Use BigFix action to trigger a JAMF policy?

My team normally handles Windows deployments and we’re starting to take on Mac from another team. I know all of this can just be done through JAMF itself, but is it possible to trigger a JAMF policy via BigFix? I like BigFix’s deferral prompts much better than what’s natively available in JAMF. Has anyone had success with a scenario like below?

  • Create a software policy in JAMF.
  • Attach the necessary .pkg.
  • Set the policy scope to all machines.
  • Only apply a custom trigger to the policy. (ex. upgradeSnagit)
  • Enable the policy.
  • Use a BigFix action to initiate the custom trigger.

I tried a BigFix action with ‘wait sudo jamf policy -trigger upgradeSnagit’ but it failed. I’m assuming that it’s not liking whatever sudo credentials are being passed from BigFix?

1 Like

You’re almost there. You don’t need sudo since the BigFix client runs with admin privileges.
try:
wait /usr/local/bin/jamf policy -trigger upgradeSnagit

2 Likes

if jamf is on the PATH then you would normally invoke it jusing just jamf but that assumes that you are running the command inside a shell (bash or zsh) and the shell itself is what handles the PATH completion and finds jamf within /usr/local/bin automatically for you.

When you invoke a command using wait in bigfix actionscript, there is no shell. This is direct process invocation. This means there is not the same kind of PATH completion. You must provide absolute paths to the executable you are invoking in most cases.

Alternatively, you could use actionscript like this:

wait bash -c "jamf policy -trigger upgradeSnagit"

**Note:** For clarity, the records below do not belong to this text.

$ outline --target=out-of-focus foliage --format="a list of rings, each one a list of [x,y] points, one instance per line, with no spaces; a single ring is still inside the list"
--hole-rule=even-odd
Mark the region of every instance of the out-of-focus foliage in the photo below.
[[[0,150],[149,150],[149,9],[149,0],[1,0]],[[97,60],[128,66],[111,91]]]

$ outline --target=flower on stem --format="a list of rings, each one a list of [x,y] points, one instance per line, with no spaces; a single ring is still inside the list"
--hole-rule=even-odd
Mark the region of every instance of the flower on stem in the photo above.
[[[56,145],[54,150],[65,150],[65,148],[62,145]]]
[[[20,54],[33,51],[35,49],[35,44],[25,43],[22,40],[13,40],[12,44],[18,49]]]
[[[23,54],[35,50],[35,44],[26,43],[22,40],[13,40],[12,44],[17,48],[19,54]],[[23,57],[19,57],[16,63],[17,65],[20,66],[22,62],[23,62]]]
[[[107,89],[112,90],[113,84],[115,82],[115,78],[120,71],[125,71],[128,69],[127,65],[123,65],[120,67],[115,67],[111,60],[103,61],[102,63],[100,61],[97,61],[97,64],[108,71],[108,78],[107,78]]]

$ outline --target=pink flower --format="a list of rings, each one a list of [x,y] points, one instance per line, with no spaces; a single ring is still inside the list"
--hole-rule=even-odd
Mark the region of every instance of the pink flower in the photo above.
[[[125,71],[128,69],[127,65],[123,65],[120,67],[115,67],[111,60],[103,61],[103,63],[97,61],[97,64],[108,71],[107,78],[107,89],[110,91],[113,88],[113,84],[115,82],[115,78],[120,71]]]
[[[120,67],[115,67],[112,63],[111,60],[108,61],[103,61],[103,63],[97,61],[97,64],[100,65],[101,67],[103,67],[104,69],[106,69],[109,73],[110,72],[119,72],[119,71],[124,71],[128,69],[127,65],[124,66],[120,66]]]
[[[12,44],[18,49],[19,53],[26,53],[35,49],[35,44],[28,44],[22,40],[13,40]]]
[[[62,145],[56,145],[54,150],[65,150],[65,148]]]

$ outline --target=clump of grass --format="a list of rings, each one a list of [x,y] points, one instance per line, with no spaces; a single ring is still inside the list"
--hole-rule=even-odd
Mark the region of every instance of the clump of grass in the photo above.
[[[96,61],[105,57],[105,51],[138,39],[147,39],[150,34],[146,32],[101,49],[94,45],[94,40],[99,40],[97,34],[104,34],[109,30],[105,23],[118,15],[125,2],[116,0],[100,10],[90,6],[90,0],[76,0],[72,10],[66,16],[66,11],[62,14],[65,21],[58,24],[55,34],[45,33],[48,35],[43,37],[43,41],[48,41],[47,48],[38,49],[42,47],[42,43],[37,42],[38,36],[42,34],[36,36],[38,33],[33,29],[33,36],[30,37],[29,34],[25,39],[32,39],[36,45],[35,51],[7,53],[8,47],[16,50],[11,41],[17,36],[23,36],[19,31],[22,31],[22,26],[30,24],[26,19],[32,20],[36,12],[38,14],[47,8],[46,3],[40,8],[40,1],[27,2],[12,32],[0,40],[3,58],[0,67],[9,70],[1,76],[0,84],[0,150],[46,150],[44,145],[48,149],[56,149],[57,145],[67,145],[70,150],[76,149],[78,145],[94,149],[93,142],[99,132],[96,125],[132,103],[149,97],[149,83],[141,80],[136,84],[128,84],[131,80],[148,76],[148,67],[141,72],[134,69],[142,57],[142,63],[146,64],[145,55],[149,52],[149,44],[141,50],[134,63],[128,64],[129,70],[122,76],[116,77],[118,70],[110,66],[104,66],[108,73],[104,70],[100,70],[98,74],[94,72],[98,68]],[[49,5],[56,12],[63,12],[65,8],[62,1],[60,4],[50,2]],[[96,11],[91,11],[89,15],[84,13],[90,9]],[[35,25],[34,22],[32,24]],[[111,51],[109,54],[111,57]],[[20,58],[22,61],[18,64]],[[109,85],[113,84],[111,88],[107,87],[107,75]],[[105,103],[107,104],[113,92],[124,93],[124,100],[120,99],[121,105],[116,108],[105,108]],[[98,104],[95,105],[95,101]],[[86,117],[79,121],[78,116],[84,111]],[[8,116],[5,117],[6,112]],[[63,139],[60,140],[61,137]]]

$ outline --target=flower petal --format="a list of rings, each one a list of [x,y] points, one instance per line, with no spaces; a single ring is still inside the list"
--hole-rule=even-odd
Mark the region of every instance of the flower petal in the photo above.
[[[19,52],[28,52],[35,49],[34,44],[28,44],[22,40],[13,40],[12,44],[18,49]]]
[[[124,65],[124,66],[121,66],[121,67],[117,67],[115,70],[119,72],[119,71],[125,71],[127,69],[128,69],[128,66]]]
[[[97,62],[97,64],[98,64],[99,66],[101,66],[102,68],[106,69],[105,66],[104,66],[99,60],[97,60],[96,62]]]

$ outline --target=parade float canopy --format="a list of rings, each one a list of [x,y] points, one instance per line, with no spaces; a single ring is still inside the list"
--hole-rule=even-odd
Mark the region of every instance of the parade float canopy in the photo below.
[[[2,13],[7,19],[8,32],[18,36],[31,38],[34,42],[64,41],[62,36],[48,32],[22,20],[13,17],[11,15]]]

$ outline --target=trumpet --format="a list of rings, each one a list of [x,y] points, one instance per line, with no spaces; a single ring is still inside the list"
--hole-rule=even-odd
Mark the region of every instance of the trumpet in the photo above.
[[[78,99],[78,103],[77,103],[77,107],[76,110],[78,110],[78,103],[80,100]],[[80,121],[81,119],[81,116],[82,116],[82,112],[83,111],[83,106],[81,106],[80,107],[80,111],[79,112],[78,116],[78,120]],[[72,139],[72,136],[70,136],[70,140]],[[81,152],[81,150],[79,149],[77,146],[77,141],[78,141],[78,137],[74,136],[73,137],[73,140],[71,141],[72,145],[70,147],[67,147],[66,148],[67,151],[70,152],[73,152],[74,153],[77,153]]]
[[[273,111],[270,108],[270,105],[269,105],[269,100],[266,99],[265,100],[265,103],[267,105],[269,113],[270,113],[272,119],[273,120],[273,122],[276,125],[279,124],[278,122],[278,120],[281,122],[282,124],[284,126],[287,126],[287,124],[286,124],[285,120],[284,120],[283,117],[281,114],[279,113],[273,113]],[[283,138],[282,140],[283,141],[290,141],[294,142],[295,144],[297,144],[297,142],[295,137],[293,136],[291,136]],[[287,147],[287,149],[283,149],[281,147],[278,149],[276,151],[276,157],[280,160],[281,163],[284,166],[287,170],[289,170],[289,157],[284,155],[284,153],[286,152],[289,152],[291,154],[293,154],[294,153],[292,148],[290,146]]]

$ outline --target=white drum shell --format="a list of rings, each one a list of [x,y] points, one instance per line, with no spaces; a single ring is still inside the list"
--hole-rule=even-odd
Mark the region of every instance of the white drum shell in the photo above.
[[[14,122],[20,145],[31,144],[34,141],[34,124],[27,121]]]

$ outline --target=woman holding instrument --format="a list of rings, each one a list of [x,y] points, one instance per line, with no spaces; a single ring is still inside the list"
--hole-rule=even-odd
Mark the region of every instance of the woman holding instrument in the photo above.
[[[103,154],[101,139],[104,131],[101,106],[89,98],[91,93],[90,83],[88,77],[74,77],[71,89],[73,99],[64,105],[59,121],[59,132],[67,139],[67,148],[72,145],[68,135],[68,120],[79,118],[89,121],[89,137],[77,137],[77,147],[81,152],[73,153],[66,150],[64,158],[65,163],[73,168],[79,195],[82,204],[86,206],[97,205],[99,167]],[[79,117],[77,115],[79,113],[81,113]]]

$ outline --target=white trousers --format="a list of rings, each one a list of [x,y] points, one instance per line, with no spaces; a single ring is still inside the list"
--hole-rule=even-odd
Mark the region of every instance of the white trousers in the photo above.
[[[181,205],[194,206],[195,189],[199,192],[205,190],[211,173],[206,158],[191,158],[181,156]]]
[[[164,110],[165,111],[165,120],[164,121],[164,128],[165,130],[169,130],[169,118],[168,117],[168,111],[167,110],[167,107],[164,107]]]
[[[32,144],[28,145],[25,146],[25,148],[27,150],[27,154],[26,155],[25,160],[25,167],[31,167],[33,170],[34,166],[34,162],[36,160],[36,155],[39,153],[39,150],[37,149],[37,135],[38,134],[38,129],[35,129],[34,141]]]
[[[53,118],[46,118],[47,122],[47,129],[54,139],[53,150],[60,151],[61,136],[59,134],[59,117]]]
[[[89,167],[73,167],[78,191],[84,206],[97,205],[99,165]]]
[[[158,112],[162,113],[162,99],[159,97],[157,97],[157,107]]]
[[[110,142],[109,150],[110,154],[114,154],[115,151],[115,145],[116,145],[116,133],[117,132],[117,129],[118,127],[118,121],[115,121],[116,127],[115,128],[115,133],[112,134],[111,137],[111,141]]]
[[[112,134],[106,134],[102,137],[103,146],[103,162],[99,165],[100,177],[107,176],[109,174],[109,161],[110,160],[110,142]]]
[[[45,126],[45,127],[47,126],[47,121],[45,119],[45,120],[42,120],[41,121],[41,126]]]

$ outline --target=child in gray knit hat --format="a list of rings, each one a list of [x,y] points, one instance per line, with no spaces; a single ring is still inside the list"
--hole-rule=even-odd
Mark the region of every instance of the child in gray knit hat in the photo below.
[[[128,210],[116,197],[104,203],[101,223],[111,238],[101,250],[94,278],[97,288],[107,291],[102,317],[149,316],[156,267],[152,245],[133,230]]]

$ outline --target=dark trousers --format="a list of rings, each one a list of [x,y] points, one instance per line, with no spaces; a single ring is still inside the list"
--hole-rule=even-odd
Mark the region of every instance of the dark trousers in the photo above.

BigFix invokes bash, then bash runs the command provided within the shell, which then means PATH completion works!

I’m not saying this will definitely work, I haven’t tested it. I am however saying why wait jamf policy -trigger upgradeSnagit probably isn’t working.

As for the sudo part. You can include it or not, it doesn’t matter since BigFix will run it is root regardless. Best to leave it out, but if you keep it, it shouldn’t do anything one way or the other.

The real question is, why don’t you need to provide the absolute path to bash, but you do to other commands? I don’t fully know the answer, but I know this is the case on MacOS and Windows and Linux… just that some things you can invoke directly using a relative path and they work, while others require the shell to help you find the relative path or to invoke something that is a command that only exists within the shell itself and does not exist as a binary / executable on the PATH.

Thank you both. :+1: I’ll give these a shot today.